The money trail reveals the eight key swing states

An analysis of spending by super PACs shows that eight states may determine the presidential election–and one big state is being shunned in the process.

The National Journal has compiled political TV ad spending in 13 battleground states by 11 funding operations, including the campaigns of President Barack Obama and Mitt Romney.

In an interactive feature, the National Journal includes spending by two PACs linked to Obama and seven PACs linked to Romney, including fundraising operations with ties to Karl Rove and the Koch brothers.

Constitution Daily went one step further with the numbers, which show political television ad spending between May 1 and August 6 for those 11 campaign finance sources.

We broke the group of 13 states down to nine states based on two factors: low spending levels in Michigan, Minnesota, Wisconsin, and New Mexico; and a recent campaign analysis from the Kantar/Campaign Media Analysis Group.

All nine states were won by Barack Obama as the Democratic candidate in 2008. It looks like eight of the states are in play, while both campaigns are ignoring Pennsylvania and its 20 electoral votes, apparently assuming those votes will go to the president.

In fact, more TV advertising money has been spent in New Hampshire, with its four electoral votes, than in Pennsylvania.

Breaking down the swing states

Among the eight states, Ohio leads Florida as a recipient of campaign financing, with $56 million, compared with $51 million for the Sunshine State.

TV Ad Spending

Obama

Romney

Colorado

$13,995,215

$11,518,472

Florida

$24,812,689

$27,159,751

Iowa

$10,266,941

$12,958,829

Nevada

$9,389,096

$9,101,821

New Hampshire

$6,372,602

$7,425,827

North Carolina

$12,298,964

$18,770,636

Ohio

$29,954,302

$26,402,369

Pennsylvania

$7,230,776

$6,024,219

Virginia

$18,210,380

$21,497,528

Total

$118,535,750

$129,340,980

47.82%

52.18%

Source: National Journal analysis, 5/1-8/6, 11 top financing sources

But despite reports that Romney was outspending Obama by wide margins nationally, the spending numbers show a much-closer contest in the nine states. Obama and his allies were leading TV ad spending from significant sources in four states: Ohio, Colorado, Nevada, and Pennsylvania.

Experts strongly believe the Romney campaign will spend heavily after Labor Day, especially in the eight battleground states that will decide the election.

The current Electoral College map shows 247 electoral votes in the Obama camp, out of 271 votes needed to win the election.

If the Democrats take Ohio and its 18 electoral votes, Obama could win the election by taking just one other battleground state, with the exception of New Hampshire.

Nevada seems to be state closest to the Obama win column, along with Ohio, based on current polls. The combination of Ohio and Nevada puts Obama exactly at 271 electoral votes, just enough to win re-election.

If Romney can take Ohio and Florida, then the re-election path for the president becomes harder, but not impossible.

So any of eight battleground states could put Obama or Romney over the top in the election, if the GOP can take Ohio and Florida.

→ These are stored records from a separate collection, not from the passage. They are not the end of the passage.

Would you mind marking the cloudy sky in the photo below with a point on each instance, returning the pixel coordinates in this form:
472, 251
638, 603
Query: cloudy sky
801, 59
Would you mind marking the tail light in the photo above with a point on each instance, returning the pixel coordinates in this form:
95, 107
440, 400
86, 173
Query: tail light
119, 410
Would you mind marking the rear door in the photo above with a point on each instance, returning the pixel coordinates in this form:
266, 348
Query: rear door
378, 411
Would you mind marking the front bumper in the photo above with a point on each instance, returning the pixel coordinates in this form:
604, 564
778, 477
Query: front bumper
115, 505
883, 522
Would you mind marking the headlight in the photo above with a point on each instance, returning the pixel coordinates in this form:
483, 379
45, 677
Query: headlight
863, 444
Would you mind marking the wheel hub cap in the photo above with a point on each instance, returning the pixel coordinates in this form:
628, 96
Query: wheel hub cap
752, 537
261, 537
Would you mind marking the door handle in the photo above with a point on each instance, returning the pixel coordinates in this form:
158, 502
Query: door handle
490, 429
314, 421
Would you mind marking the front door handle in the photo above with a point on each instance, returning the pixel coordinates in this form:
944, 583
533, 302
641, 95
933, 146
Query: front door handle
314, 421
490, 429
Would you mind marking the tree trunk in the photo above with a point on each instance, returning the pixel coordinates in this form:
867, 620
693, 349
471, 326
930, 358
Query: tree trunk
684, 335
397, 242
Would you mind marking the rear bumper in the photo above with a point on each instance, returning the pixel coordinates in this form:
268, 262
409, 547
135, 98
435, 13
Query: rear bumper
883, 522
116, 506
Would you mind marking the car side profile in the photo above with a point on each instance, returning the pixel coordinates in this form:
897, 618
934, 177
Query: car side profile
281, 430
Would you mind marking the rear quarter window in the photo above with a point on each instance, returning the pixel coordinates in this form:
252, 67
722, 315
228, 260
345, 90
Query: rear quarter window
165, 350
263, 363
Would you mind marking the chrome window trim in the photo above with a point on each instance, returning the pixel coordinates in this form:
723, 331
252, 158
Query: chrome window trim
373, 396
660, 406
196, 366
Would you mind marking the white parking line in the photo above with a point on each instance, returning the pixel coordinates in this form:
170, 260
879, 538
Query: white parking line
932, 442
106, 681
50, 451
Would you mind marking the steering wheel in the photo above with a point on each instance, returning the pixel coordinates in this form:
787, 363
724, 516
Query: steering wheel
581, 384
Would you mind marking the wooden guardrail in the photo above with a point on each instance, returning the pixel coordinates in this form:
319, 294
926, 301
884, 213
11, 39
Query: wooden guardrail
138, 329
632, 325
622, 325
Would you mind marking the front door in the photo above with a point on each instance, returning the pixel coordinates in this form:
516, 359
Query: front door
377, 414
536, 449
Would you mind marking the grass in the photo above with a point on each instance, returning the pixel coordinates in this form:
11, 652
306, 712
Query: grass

Fittingly, cities like Cleveland and Orlando have already been bombarded with political ads on television.

The Obama campaign has outspent Romney and two allies (Karl Rove’s Crossroads GPS and the Romney-linked Restore Our Future super PAC) in Ohio.

In Florida, groups like Priorities USA Action (the Democratic version of Crossroads GPS) and Planned Parenthood are in the battle for Obama, while the super PAC Americans for Prosperity, with links to billionaires Charles and David Koch, are on the GOP’s side.

The significance of the smaller, key battleground states hasn’t gone unnoticed by the super PACs, which may raise and spend unlimited amounts of money, including from corporations and unions, in part enabled by the Supreme Court’s 2010 Citizens United decision.

Crossroads GPS dropped $1.19 million last week on TV ads in Nevada and $1.3 million in Iowa.

Rove’s SuperPAC also outspent the Obama campaign in Florida last week, with $2.3 million in TV ad buys, compared with $1.6 million for the Obama campaign.

An Associated Press analysis of the TV ad blitz showed despite the heavy presence of ads in Ohio, Florida, and Iowa, voters might not be swayed, and they may be tuning out the candidates’ messages.

New York-based political ad buyer Joseph Mercurio told the AP that the average viewer in a battleground state will see 20 TV ads for the presidential campaign each week.

“The fact that people are being bombarded with ads in these states and the numbers aren’t moving means the voters are very set,” Mercurio said. “Some sort of massive event would have to happen to shake this up.”

A look at composite poll numbers on Real Clear Politics, a political web site, don’t show much of a shift in campaign polling despite the spending.

For example, there was a 5 point lead for Obama over Romney in Ohio in early May. The current difference in 4.8 percent. In Nevada, Obama’s lead was 6 percent in late May, and it know stands at 5.3 percent.

Scott Bomboy is editor-in-chief of the National Constitution Center.